ART CRUSH | La Rêverie
I first saw the Daydreaming ( La rêverie in French), also known as the Portrait of Jeanne Samary by Augustin Renoir at the Louis Vuition Fondation last autumn in Paris. Jeanne was a young actress in la Comédie-Française (the French Theatre) from 1875. Instantly the moment I discovered it right at the entrance of the Morozov Collection, it became my new favourite artwork. There is something so dreamy, so pure about the painting that dazzeld me, taking me away into the deep blue oceans in her sparkling eyes. The coral rosy colour made her eyes stand out even more. She was sitting there, quitely, in the beautiful turquoise blue dress that reveal the décolleté, soft and plump. Her hand gently placed on the chin, with a regard forward, not at you, but through you. I just stood there for minutes on end, totally mesmerised by its beauty and youthfulness flowing out from the painting.

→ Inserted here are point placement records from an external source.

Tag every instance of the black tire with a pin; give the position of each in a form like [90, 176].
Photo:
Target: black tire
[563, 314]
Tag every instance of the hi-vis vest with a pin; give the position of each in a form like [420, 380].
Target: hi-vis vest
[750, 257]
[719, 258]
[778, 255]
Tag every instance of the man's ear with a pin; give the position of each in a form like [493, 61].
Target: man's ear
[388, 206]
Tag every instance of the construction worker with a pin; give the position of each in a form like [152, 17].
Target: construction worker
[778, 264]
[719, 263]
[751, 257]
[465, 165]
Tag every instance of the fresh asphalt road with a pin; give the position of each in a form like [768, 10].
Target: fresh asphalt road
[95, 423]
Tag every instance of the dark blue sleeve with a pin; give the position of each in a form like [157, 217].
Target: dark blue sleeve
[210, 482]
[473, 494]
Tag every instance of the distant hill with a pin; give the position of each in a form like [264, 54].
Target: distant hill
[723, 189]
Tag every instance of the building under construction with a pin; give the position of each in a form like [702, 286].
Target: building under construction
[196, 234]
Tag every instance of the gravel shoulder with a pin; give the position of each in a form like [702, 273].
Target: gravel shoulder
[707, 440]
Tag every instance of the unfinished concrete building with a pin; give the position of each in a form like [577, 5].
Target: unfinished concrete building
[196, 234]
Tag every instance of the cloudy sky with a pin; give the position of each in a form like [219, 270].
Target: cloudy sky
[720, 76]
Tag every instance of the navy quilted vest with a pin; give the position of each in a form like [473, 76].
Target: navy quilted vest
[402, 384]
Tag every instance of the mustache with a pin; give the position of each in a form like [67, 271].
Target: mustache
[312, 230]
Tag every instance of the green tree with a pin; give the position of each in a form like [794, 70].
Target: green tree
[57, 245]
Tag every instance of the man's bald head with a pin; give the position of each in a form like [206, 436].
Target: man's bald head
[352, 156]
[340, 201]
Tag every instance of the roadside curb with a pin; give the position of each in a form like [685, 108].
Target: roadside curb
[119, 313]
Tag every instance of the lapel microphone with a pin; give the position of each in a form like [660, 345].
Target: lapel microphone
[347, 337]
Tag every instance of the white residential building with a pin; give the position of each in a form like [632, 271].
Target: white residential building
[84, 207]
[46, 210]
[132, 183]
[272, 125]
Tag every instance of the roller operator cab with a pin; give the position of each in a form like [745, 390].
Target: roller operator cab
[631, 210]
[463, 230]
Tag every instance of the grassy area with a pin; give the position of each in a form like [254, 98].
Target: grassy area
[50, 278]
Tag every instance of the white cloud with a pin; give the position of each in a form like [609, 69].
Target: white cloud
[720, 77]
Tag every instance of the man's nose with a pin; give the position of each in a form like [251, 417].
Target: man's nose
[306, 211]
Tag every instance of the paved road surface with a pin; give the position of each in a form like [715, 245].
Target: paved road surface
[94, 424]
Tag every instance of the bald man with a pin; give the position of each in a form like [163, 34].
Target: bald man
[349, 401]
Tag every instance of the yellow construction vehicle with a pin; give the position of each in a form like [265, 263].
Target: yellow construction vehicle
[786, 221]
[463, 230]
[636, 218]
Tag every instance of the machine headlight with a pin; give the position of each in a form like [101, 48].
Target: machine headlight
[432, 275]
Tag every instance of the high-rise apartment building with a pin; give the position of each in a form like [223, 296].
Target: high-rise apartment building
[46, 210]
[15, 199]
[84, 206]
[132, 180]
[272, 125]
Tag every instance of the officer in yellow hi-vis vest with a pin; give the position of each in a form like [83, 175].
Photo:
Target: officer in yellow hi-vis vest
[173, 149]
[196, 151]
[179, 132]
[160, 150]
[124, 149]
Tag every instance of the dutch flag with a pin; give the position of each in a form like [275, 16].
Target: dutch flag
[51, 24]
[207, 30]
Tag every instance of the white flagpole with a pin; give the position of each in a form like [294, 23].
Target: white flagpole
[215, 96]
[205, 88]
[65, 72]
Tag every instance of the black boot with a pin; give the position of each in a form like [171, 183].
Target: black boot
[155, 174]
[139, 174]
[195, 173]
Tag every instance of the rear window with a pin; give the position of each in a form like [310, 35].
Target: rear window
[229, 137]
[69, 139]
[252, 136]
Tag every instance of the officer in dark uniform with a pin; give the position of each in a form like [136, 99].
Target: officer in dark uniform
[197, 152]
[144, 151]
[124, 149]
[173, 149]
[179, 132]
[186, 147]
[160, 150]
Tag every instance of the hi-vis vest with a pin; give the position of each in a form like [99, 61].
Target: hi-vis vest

There was another full-body portrait of Jeanne Samary, also by Renoir and exhibited in the very same room, in a more elegant, understated manner, but less enticing to me. Among all the masterpieces in the Collection, by Manet, Rodin, Monet, Pissarro, Lautrec, Sisley, Cézanne, Gauguin, Van Gogh, Bonnard, Denis, Maillol, Matisse, Marquet, Vlaminck, Derain and Picasso, La rêverie stood out as the star of the show, a work of art that touched me deeply. For the first time I knew the encapturing power of a portrait that could envelop you in the world of the person inside the painting.